35. Venetian Red Or Scarlet Ocher

Venetian Red Or Scarlet Ocher. True Venetian red is believed to be a native ocher, but the various pigments sold under this name are prepared from sulphate of iron. It is frequently, during manufacture, adulterated with sulphate of lime, but this process increases its bulk and improves its mixing qualities at the expense of depth of color.

30. Indian red is a ground ore hematite or peroxide of iron, brought, as its name indicates, from Bengal, India, but may, by calcining sulphate of iron, be artificially prepared. Its tints vary greatly, but the best are those of a rosy hue. This pigment, an anomalous red of a purple-russet hue, has good body and is valued, when fine, for the pure lake-like tone of its tint. In its crude state, it is a coarse powder full of hard and brilliant particles, of dark appearance, somewhat magnetic, and, on account of a chemical tendency to deepen under this treatment, is greatly improved by grinding and washing. It is, besides, very permanent, unaffected either by light, impure air, or mixture with other pigments. Defying the effects of time or fire, it remains an opaque color, covering its surface satisfactorily. Indian red is, sometimes, called Persian red.

37. Lakes

Lakes. The name lake, given to a series of red and other colored pigments, is derived from the East Indian term lac or lacca, the material from which lakes were originally made. They are now usually prepared by precipitating colored tinctures of dyes upon alumine and other earths, etc. The lakes are, therefore, a class of pigments, numerous both with respect to variety of appellation and diversity of substance entering into their preparation. The coloring matter of common lake, also known as drop lake, is brazil wood, affording a very fugitive and unreliable color. Superior red lakes are prepared from lac, cochineal, and kermes, but the best from the root of rubia tinctorum, or madder plant.

38. Scarlet lake is one of a numerous lot of lakes made from cochineal, others being Florentine lake, Hamburg lake, Chinese lake, Roman lake, and carminated lake.

Cochineal consists of the bodies of female cochineal insects {coccus cacti) killed and dried by heat. This insect feeds on plants of the cactus family, particularly on one known in Mexico as the napal, nearly allied to the prickly pear. This insect is a small creature, a pound of cochineal containing, it is said, 70,000 dried bodies of cochineals.
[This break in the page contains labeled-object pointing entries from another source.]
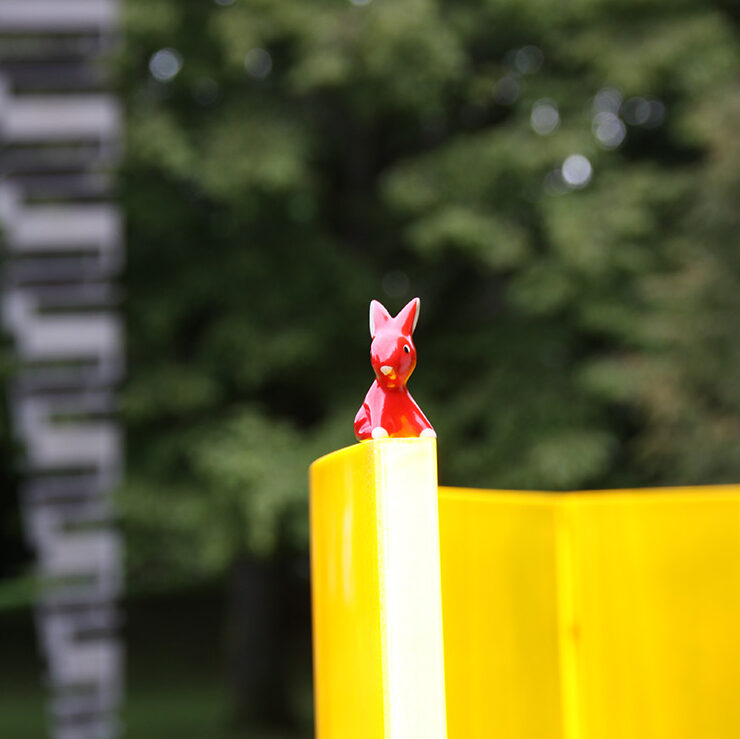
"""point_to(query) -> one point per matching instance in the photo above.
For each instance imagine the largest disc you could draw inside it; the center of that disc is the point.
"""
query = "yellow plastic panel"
(378, 656)
(593, 615)
(656, 607)
(500, 615)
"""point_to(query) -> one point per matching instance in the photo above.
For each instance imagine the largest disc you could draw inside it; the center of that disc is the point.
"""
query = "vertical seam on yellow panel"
(567, 618)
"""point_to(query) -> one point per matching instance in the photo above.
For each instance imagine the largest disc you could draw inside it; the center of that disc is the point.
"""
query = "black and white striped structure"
(61, 233)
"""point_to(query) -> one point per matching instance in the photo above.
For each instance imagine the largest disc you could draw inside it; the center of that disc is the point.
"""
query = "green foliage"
(310, 156)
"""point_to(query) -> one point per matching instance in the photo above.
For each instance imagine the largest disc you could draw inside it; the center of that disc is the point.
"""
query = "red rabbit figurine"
(389, 409)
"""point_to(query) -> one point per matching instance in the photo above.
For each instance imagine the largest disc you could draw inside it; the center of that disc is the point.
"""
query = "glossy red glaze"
(389, 409)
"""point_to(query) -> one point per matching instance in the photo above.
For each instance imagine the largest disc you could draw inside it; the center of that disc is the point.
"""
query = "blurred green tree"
(557, 181)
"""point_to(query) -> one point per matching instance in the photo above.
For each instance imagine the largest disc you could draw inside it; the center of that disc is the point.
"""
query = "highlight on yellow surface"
(376, 589)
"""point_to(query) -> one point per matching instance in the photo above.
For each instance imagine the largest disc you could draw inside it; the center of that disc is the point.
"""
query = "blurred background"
(558, 182)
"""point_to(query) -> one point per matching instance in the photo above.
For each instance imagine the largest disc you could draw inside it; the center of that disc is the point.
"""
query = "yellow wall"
(607, 615)
(610, 615)
(375, 575)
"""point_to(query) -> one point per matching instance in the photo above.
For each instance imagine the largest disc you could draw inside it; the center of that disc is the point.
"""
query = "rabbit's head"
(392, 352)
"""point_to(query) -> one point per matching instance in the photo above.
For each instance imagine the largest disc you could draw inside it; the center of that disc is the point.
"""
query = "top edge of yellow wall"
(683, 493)
(369, 446)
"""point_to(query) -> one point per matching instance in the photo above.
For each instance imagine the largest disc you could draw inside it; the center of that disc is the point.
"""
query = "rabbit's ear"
(378, 317)
(409, 316)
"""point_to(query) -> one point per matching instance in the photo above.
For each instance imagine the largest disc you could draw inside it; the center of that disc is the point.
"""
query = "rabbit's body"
(389, 409)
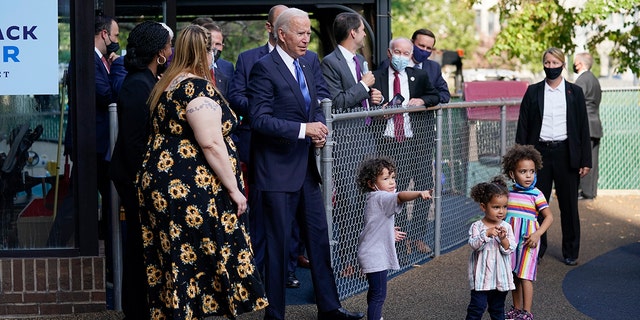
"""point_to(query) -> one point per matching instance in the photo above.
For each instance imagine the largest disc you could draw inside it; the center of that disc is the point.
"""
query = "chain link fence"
(451, 148)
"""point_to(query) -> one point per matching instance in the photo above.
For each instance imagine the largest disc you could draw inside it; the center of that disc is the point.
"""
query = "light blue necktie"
(303, 85)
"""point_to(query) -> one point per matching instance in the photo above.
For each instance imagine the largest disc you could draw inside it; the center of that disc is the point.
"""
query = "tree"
(530, 27)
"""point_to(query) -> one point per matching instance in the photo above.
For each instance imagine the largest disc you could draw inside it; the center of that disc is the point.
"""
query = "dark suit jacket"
(345, 92)
(104, 96)
(224, 72)
(281, 160)
(592, 96)
(530, 122)
(237, 93)
(419, 85)
(434, 71)
(133, 128)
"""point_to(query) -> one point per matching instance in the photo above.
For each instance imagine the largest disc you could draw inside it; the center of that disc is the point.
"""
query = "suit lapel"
(540, 95)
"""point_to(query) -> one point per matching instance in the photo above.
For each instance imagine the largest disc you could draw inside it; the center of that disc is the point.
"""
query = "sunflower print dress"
(197, 252)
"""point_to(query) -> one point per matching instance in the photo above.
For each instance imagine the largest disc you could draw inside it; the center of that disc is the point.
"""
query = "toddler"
(492, 241)
(376, 244)
(526, 202)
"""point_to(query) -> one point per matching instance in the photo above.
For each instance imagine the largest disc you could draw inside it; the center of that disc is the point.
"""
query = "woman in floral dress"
(196, 249)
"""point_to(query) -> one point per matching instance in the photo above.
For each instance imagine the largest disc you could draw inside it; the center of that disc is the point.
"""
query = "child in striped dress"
(526, 203)
(492, 241)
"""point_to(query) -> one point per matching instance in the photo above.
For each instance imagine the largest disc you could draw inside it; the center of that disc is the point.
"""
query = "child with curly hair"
(526, 204)
(492, 241)
(376, 244)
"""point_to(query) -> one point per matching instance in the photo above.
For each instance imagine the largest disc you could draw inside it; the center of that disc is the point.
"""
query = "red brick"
(8, 298)
(41, 275)
(52, 274)
(98, 296)
(56, 309)
(29, 275)
(76, 274)
(89, 307)
(40, 297)
(22, 309)
(5, 284)
(64, 275)
(87, 273)
(17, 275)
(73, 296)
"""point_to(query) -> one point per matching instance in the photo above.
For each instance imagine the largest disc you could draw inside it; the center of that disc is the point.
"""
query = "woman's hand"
(239, 199)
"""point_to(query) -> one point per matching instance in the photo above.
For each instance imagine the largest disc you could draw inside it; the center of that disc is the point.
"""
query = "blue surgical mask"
(399, 62)
(420, 55)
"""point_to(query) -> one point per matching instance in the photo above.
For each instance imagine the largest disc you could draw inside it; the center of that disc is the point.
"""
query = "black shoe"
(292, 281)
(340, 314)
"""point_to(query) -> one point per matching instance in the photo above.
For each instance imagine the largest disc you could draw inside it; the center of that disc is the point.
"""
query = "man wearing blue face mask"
(405, 133)
(424, 42)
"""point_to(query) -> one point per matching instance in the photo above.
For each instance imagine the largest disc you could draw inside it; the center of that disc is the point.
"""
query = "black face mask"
(553, 73)
(112, 47)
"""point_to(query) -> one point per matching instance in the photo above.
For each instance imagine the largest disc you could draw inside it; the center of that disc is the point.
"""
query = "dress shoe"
(340, 314)
(303, 262)
(292, 281)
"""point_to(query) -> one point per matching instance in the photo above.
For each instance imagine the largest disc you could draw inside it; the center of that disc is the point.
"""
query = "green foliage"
(530, 27)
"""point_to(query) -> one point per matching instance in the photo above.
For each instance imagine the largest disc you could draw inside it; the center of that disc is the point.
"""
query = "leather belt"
(551, 143)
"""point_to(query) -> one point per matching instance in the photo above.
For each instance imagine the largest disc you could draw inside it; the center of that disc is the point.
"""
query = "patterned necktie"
(303, 85)
(398, 119)
(365, 106)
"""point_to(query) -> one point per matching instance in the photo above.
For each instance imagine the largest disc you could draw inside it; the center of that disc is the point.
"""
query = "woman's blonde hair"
(190, 56)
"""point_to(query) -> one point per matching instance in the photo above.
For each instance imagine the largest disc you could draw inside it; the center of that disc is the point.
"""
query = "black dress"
(197, 252)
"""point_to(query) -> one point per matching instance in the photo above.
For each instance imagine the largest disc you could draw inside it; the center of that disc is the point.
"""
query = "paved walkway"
(438, 289)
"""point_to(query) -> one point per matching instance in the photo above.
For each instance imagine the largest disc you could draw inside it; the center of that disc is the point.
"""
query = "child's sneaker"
(524, 315)
(512, 314)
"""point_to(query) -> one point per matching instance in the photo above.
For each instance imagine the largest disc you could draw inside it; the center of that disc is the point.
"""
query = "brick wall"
(51, 286)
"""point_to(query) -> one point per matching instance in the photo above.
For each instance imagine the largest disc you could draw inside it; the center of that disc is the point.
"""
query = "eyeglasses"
(398, 52)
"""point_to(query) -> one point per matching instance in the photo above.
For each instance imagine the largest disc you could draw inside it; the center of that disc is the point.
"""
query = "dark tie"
(303, 85)
(359, 77)
(398, 120)
(213, 77)
(106, 64)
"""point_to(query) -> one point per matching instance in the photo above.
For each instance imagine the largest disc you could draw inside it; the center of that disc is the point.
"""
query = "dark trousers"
(280, 209)
(556, 170)
(481, 300)
(376, 294)
(134, 273)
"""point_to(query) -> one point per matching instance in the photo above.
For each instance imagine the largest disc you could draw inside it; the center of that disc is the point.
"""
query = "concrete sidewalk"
(439, 289)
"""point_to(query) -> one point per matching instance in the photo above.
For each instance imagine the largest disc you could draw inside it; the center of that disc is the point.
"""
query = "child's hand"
(501, 232)
(532, 240)
(426, 194)
(399, 235)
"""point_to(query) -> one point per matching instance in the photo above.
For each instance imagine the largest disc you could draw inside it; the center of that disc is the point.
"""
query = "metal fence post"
(437, 197)
(503, 130)
(326, 168)
(115, 218)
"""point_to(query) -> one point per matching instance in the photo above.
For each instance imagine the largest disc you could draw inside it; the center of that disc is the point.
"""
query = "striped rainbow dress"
(522, 214)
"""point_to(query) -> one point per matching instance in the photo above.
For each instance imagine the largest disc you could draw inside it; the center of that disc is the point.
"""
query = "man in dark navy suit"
(222, 69)
(287, 126)
(240, 104)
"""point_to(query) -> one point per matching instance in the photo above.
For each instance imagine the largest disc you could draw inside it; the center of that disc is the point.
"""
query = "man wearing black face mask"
(553, 118)
(424, 42)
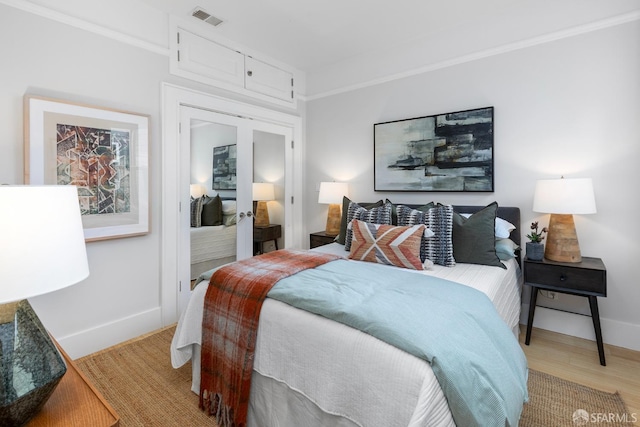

The male is of a deep red color, with white wings. The female, of a deep brown color, is wingless, covered with a white powder, the body being flat beneath and convex above.

Cochineal is of a deep red color which, treated with acids, becomes more or less of an orange tint, but if subjected to the influence of an alkali, turns to a violet color. Cochineal is the base of many red pigments, noted strictly for their glazing qualities.

39. Glazing is a term given to the method of spreading lakes and other transparent colors over a body color, previously applied. The effect is to add richness and depth to the under color, the transparent outer tint then receiving the name of glazing color.

40. Carmine is from kermes, the coccus ilicis, found on certain oaks in the Mediterranean. Although not generally used in house painting, this splendid color calls for notice. The name originally given to the finer tinctures of kermes and cochineal now generally denotes any pigment resembling these in beauty, richness of color, and fineness of texture. Carmines produced from cochineal, by the agency of tin, are of fine powdery texture, velvety richness, and beautiful brightness of color. Carmine was first discovered by a Franciscan monk while preparing medicine containing cochineal. It began, in 1656, to be manufactured, and is undoubtedly the finest red known. One process for its preparation is to digest 1 pound of cochineal in 3 gallons of water for 15 minutes. Add 1 ounce of cream of tartar, heat gently for 10 minutes, and, after allowing impurities to settle, the clear liquid is placed in a glass pan, when the carmine is slowly deposited. After a time the liquid is drained off, and the carmine dried in the shade on a bright, warm day.